Purpose: To compare different commercial software in the quantification of Pneumonia Lesions in COVID-19 infection and to stratify the patients based on the disease severity using on chest computed tomography (CT) images. Materials and methods: We retrospectively examined 162 patients with confirmed COVID-19 infection by reverse transcriptase-polymerase chain reaction (RT-PCR) test. All cases were evaluated separately by radiologists (visually) and by using three computer software programs: (1) Thoracic VCAR software, GE Healthcare, United States;(2) Myrian, Intrasense, France;(3) InferRead, InferVision Europe, Wiesbaden, Germany. The degree of lesions was visually scored by the radiologist using a score on 5 levels (none, mild, moderate, severe, and critic). The parameters obtained using the computer tools included healthy residual lung parenchyma, ground-glass opacity area, and consolidation volume. Intraclass coefficient (ICC), Spearman correlation analysis, and non-parametric tests were performed. Results: Thoracic VCAR software was not able to perform volumes segmentation in 26/162 (16.0%) cases, Myrian software in 12/162 (7.4%) patients while InferRead software in 61/162 (37.7%) patients.
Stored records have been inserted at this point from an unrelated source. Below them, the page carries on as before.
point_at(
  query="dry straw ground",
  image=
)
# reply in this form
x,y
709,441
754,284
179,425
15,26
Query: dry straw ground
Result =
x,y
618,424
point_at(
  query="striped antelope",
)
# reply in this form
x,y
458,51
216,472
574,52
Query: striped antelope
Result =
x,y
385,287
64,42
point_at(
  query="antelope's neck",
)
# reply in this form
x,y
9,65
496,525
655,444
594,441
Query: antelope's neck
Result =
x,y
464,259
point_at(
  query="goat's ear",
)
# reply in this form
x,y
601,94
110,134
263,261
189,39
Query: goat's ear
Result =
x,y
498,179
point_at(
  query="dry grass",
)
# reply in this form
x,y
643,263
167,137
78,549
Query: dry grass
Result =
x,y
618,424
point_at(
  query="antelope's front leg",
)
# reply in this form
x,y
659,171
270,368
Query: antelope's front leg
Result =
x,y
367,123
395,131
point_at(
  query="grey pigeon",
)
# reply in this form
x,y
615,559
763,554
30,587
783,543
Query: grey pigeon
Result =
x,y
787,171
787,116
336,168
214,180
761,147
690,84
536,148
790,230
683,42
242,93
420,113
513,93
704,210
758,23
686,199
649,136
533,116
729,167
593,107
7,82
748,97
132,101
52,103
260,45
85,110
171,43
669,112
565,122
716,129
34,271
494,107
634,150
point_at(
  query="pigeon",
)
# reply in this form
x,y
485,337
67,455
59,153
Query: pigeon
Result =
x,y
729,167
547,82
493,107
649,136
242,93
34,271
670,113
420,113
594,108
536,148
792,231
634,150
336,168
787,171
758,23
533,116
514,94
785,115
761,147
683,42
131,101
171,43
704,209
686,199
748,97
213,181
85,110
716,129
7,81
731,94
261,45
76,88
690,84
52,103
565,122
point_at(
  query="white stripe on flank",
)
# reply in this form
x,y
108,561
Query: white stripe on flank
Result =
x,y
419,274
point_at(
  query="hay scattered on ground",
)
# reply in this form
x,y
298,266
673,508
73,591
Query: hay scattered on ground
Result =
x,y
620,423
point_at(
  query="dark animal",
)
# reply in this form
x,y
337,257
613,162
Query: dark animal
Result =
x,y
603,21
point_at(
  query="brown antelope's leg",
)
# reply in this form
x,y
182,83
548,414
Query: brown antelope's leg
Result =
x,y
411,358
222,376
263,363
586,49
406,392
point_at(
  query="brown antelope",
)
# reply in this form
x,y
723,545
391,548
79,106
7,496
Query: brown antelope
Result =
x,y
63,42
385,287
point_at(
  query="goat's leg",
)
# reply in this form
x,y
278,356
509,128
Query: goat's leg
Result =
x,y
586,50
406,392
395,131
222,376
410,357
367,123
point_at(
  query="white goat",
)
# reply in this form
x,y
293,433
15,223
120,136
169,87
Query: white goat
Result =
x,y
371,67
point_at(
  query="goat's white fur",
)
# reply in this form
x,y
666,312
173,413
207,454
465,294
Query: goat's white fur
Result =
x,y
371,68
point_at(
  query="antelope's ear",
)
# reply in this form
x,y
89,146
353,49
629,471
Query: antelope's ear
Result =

A great variability (ICC ranged for 0.17 to 0.51) was detected among the quantitative measurements of the residual healthy lung parenchyma volume, GGO, and consolidations volumes calculated by different computer tools. The overall radiological severity score was moderately correlated with the residual healthy lung parenchyma volume obtained by ThoracicVCAR or Myrian software, with the GGO area obtained by the ThoracicVCAR tool and with consolidation volume obtained by Myrian software. Quantified volumes by InferRead software had a low correlation with the overall radiological severity score. Conclusions: Computer-aided pneumonia quantification could be an easy and feasible way to stratify COVID-19 cases according to severity;however, a great variability among quantitative measurements provided by computer tools should be considered.